November 8 marks the birthday of Margaret Munnerlyn Mitchell, author of the much-loved 1936 novel Gone with the Wind (GWTW). Since Miss Mitchell was a private person who shunned the spotlight, avoided interviews and steered clear of public appearances following the publication of her book, I honor her by not revealing which anniversary of her birth GWTW fans commemorate this day. Instead, today, during GWTW‘s 75th anniversary year, I celebrate Miss Mitchell as an author and her novel as a phenomenon.

Here are some things you might not know about Miss Mitchell’s novel when Macmillan published the saga of Scarlett O’Hara and Rhett Butler in 1936:

  • Macmillan’s spring 1936 catalog devoted a full page to announcing GWTW‘s debut.
  • A typographical error escaped the eyes of Macmillan’s catalog proofreaders. The catalog’s inside front cover referred to the book as Come with the Wind.
  • Macmillan initially placed a print order for 10,000 copies of GWTW and planned to release the novel formally on May 5, 1936.
  • The Book-of-the-Month Club named GWTW its feature selection for July 1936.
  • Because of the book-club sale, Macmillan delayed the formal release date for GWTW to June 30, 1936. The publisher still shipped copies of the novel to bookstores in May.
  • The prepublication price of GWTW was set at $2.75. But after considering typesetting and printing costs for the 1,037-page novel, Macmillan raised the publication price to $3.00.
  • Word-of-mouth news about GWTW accelerated the public’s demand for the new book. Macmillan ordered three subsequent printings during the month of June.
  • Before the official release date had even arrived, a total of 100,000 copies of GWTW were in print.
  • First-edition book collectors were confused!
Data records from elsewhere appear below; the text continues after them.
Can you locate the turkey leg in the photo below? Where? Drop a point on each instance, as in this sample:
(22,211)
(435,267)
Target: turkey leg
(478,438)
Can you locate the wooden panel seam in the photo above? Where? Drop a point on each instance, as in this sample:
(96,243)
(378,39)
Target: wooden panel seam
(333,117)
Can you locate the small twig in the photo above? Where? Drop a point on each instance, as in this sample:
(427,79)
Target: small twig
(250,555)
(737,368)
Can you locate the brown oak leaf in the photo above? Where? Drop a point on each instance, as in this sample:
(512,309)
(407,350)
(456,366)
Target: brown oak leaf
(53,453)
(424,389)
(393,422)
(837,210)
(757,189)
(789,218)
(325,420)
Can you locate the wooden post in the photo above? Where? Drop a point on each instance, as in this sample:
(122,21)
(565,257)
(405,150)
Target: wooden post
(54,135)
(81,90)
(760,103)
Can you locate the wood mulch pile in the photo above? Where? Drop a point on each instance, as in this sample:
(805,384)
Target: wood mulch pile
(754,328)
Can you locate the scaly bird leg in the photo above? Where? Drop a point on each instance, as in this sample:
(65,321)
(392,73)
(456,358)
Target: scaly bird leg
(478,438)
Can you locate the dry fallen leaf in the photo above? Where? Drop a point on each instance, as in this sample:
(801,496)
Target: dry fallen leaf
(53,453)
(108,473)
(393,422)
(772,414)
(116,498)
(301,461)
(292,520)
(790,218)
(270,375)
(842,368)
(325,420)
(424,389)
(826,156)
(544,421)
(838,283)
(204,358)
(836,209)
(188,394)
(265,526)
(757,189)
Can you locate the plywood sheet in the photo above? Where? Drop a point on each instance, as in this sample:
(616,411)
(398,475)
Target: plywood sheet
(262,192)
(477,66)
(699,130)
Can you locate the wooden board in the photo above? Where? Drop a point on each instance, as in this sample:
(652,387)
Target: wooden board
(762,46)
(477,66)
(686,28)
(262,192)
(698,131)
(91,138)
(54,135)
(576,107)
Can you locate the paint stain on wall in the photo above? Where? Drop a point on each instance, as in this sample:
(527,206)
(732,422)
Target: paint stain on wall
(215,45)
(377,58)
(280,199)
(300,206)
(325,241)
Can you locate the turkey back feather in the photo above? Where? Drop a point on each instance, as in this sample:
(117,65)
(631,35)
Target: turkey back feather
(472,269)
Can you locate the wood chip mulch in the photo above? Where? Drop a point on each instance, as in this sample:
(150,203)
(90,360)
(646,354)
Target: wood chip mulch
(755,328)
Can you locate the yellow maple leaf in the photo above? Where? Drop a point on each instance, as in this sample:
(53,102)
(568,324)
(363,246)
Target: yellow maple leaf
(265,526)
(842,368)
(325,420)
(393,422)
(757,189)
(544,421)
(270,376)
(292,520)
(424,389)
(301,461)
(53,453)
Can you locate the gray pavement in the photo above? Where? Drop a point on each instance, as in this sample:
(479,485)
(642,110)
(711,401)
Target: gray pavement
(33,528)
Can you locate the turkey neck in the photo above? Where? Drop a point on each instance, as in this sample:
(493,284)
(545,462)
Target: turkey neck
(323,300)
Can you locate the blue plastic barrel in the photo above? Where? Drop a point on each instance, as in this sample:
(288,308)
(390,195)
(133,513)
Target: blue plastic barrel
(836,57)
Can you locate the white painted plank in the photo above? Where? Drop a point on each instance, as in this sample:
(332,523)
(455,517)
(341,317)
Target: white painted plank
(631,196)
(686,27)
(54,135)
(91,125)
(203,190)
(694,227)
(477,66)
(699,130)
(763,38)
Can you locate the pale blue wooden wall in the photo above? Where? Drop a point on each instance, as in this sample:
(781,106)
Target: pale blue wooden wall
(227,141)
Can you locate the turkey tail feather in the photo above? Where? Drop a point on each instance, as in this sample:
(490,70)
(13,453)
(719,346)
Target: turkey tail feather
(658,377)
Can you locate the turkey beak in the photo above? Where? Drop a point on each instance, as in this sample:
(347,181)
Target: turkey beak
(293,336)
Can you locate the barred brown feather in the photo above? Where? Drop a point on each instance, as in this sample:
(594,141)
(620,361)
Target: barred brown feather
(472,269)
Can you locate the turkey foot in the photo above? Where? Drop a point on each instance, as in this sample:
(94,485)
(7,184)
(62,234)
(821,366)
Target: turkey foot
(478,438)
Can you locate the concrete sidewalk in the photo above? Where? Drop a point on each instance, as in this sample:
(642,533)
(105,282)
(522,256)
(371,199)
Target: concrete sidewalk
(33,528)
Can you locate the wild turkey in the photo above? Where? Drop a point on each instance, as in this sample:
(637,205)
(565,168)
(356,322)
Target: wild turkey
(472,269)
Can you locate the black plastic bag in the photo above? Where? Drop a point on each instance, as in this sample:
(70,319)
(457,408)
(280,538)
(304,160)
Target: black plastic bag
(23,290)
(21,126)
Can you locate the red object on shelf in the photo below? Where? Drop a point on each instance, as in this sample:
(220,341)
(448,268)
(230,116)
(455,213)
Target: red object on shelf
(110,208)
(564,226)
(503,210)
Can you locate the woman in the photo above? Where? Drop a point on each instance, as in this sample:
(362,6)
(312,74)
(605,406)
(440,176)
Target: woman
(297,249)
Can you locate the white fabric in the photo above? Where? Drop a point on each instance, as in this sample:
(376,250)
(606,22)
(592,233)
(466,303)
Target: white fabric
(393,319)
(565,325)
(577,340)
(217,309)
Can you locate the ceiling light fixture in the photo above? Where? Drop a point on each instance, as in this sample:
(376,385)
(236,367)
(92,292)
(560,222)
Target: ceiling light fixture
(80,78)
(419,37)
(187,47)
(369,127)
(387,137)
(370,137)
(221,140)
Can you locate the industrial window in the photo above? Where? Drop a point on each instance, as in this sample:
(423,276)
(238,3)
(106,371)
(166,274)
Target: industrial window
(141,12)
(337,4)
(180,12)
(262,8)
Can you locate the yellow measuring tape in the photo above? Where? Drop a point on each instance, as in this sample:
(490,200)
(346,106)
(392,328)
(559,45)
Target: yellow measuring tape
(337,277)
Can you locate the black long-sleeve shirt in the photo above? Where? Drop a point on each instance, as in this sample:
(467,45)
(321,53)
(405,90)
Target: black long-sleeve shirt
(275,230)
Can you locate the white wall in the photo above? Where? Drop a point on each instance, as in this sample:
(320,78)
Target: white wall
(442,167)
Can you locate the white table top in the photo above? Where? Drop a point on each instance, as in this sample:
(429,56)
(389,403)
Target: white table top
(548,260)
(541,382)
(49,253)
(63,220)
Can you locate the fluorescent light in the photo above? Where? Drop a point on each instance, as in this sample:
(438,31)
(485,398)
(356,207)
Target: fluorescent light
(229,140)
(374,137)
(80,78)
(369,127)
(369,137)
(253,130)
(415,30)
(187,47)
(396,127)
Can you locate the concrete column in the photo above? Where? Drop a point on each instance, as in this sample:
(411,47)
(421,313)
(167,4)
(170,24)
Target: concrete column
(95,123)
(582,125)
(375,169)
Copies of GWTW purchased at publication bore “Published in June” on the copyright page [there had been three printings in June], yet earlier copies carried “Published in May.” Collectors flooded Macmillan with requests for clarification. As a result, Macmillan was compelled to send out form letters explaining that copies of the novel with the May publication date were the real first editions.
  • Bookstores were unable to keep GWTW on the shelves or in their window displays. Proprietors complained that bookstore windows were broken and that thieves were making off with copies of the novel.
  • One month after publication, 201,000 copies of GWTW were in print. By September 1936, with 370,000 copies in print, GWTW was declared the fastest-selling book in history.
  • The one-millionth copy of GWTW was printed on December 15, 1936. Macmillan made this most significant volume a gift to Margaret Mitchell.
  • Seventy-five years after its publication, GWTW continues to sell approximately 250,000 copies each year.

Learn more about Miss Mitchell and her novel in my book The Complete GONE WITH THE WIND Trivia Book: The Movie & More (

Happy birthday, Miss Mitchell! Happy 75th anniversary to the timeless Gone with the Wind!